UK green taxonomy’s second mover advantage

Usability issues experienced with DNSH in the EU taxonomy, include inconsistent and ambiguous criteria, lack of clarity on definitions and inflexible disclosure. However, the UK can improve this given its “second mover advantage”.

The Government’s Green Technical Advisory Group (GTAG) has set out recommendations to streamline usability and ensure ‘do no significant harm’ (DNSH) assessments can be effectively placed in the UK taxonomy.

The UK taxonomy is expected to comprise two main elements for alignment. First, making a significant contribution to one of the six environmental objectives. Second, to do no significant harm to the other five environmental objectives. The principle of DNSH is a key component which ensures that economic activities support one environmental objective and do not have an adverse impact on others.

In its latest analysis, GTAG sets out the challenges and recommends revisions and streamlining be undertaken. Further, GTAG also recommends that the Government should move beyond the binary approach to DNSH reporting that is currently the norm and adopt an approach to reporting that would enable companies with activities that are not fully taxonomy aligned, but meet the substantial contribution and some DNSH criteria, to disclose the extent to which they meet the DNSH criteria.
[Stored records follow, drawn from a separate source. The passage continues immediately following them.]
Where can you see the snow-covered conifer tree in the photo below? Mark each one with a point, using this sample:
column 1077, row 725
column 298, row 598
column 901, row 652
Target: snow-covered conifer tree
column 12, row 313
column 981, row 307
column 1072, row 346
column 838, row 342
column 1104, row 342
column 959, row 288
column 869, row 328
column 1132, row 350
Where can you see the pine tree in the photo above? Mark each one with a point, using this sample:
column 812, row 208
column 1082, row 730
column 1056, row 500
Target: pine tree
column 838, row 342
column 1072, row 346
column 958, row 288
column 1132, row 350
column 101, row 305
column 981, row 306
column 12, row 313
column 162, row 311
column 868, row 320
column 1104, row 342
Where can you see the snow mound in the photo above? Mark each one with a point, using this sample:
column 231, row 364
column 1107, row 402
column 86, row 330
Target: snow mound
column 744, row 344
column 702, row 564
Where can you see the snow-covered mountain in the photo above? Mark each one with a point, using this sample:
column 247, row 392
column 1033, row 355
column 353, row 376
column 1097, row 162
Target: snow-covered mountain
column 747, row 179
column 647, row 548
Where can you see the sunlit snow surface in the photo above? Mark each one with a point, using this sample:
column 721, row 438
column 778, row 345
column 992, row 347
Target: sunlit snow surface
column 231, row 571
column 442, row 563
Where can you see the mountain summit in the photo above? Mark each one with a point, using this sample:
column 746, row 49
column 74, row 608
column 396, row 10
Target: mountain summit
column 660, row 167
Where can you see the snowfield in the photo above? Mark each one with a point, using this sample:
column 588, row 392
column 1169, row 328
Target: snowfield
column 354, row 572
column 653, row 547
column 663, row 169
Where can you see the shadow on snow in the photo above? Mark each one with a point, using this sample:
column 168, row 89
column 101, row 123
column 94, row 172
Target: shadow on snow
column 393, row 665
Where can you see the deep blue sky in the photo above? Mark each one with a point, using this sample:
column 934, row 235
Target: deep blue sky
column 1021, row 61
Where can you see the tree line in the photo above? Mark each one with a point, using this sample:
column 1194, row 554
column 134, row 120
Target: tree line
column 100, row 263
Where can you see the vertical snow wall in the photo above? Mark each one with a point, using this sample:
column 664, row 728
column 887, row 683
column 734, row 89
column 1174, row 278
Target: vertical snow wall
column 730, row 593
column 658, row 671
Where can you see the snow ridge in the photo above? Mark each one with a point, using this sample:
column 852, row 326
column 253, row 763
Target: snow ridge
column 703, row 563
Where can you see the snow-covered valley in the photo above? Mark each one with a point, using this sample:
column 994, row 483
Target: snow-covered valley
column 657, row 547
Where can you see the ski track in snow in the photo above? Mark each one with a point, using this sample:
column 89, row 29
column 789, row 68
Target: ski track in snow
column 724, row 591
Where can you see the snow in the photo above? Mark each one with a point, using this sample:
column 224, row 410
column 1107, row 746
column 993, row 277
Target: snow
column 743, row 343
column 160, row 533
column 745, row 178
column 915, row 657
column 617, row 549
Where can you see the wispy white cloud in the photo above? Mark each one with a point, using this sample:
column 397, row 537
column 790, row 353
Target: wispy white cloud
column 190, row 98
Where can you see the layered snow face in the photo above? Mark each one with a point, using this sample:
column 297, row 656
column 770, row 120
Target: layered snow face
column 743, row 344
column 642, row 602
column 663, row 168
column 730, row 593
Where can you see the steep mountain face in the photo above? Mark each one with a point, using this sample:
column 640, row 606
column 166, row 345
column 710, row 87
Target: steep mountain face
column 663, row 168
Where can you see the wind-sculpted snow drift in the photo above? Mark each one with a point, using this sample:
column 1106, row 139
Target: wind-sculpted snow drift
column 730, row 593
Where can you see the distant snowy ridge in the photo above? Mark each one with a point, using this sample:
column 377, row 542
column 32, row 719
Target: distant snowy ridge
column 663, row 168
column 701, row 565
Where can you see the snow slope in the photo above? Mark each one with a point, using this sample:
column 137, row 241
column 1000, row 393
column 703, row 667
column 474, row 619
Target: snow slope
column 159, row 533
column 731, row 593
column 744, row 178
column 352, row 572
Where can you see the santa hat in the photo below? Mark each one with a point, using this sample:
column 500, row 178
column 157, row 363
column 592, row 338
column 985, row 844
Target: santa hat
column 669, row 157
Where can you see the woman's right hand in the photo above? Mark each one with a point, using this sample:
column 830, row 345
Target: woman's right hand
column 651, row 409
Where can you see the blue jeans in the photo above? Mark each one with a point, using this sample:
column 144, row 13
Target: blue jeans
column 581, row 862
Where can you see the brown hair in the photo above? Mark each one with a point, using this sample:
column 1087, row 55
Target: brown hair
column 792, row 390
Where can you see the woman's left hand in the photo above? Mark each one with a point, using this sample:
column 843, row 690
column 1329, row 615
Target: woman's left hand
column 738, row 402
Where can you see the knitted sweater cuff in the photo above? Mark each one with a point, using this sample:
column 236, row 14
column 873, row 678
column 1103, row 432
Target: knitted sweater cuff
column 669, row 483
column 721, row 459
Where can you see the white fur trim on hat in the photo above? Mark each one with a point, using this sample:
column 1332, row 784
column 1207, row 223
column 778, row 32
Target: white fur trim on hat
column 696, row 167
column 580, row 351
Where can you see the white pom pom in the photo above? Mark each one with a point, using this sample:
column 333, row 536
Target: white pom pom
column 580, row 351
GTAG’s advice is that by adopting a revised approach to drafting DNSH criteria, levels of identifiable taxonomy alignment can be improved and enable the UK to set a new approach, reinforcing the UK’s role as a world leader in green finance.

There has been a near global adoption of DNSH in taxonomies under development internationally, and the Government should socialise this new approach to DNSH through its membership of the International Platform on Sustainable Finance and the International Organization of Securities Commissions. This will put the UK at the forefront of the drive toward global Green Taxonomy harmonisation.